İkincisi, Başak, sadece Demirtaş’ın eşi değil. O bir kadın. Kendine ait bir kimliği, bilinci, politik görüşü, mesleği, beden, iradesi vs… olan bir birey. Kimsenin yengesi, emaneti, bacısı, namusu falan değil! Bir anne, bir eş olduğu için değil bir kadın olduğu için şiddete uğradı. Birilerinin eşi ya da annesi olmasaydı daha mı az sahip çıkacaktık?
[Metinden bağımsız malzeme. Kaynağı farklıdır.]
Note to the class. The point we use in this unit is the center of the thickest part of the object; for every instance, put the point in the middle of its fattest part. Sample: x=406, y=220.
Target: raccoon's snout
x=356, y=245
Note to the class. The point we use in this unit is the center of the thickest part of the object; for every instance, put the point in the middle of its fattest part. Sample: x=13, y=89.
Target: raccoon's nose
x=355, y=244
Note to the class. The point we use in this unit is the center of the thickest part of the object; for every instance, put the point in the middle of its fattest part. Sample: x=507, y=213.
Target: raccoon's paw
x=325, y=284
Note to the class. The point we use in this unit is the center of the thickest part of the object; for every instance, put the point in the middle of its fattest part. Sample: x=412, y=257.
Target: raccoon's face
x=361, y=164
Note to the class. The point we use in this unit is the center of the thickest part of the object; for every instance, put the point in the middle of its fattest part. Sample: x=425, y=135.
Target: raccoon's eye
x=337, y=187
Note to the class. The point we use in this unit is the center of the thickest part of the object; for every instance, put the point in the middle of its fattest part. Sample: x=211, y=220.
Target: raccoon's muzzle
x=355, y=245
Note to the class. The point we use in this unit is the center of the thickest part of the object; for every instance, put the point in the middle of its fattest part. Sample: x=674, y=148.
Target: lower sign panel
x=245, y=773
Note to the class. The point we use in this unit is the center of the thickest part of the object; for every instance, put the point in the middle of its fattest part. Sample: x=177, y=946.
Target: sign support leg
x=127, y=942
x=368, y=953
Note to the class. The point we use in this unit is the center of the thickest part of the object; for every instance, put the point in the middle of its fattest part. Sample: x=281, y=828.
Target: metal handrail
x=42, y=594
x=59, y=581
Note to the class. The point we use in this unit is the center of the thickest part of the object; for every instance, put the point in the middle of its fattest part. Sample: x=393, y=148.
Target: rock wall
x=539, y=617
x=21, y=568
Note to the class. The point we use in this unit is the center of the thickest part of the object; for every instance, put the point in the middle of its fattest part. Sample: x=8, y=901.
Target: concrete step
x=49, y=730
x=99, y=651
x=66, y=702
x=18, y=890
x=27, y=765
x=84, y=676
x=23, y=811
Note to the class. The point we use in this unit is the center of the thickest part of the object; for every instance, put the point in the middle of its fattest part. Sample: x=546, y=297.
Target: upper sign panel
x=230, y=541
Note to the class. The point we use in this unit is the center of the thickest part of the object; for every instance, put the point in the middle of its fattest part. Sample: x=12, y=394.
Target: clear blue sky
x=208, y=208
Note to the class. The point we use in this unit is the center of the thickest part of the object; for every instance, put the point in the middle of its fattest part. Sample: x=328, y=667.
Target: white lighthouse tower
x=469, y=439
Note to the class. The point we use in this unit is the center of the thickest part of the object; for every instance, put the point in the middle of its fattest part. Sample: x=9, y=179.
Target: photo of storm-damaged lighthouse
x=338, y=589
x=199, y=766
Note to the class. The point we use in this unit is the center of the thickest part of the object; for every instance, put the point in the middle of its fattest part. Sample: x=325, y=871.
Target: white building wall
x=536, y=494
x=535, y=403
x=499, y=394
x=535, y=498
Kadın aileden ibaret değildir diye çok bağıracağız daha, belli!
Haberiniz olsun, Emine Erdoğan ve tüm kadınlara yapılan cinsiyetçi saldırıların da karşısındayız. Erkek egemenliğin, cinsiyetçiliğin, şiddetin sağı solu ortası başı yok maalesef.
Üçüncüsü, kadınları savaş ganimeti olarak gören düşman hukukunun diline, ‘bir adamın karısına, namusuna saldırmak şerefsizliktir.’ diye cevap vermenin bir başka ton lacivert olduğunun farkına varın lütfen!
Evet… Başak Demirtaş yalnız değildir! Hiçbir kadın yalnız değildir! Asla yalnız yürümeyeceğiz!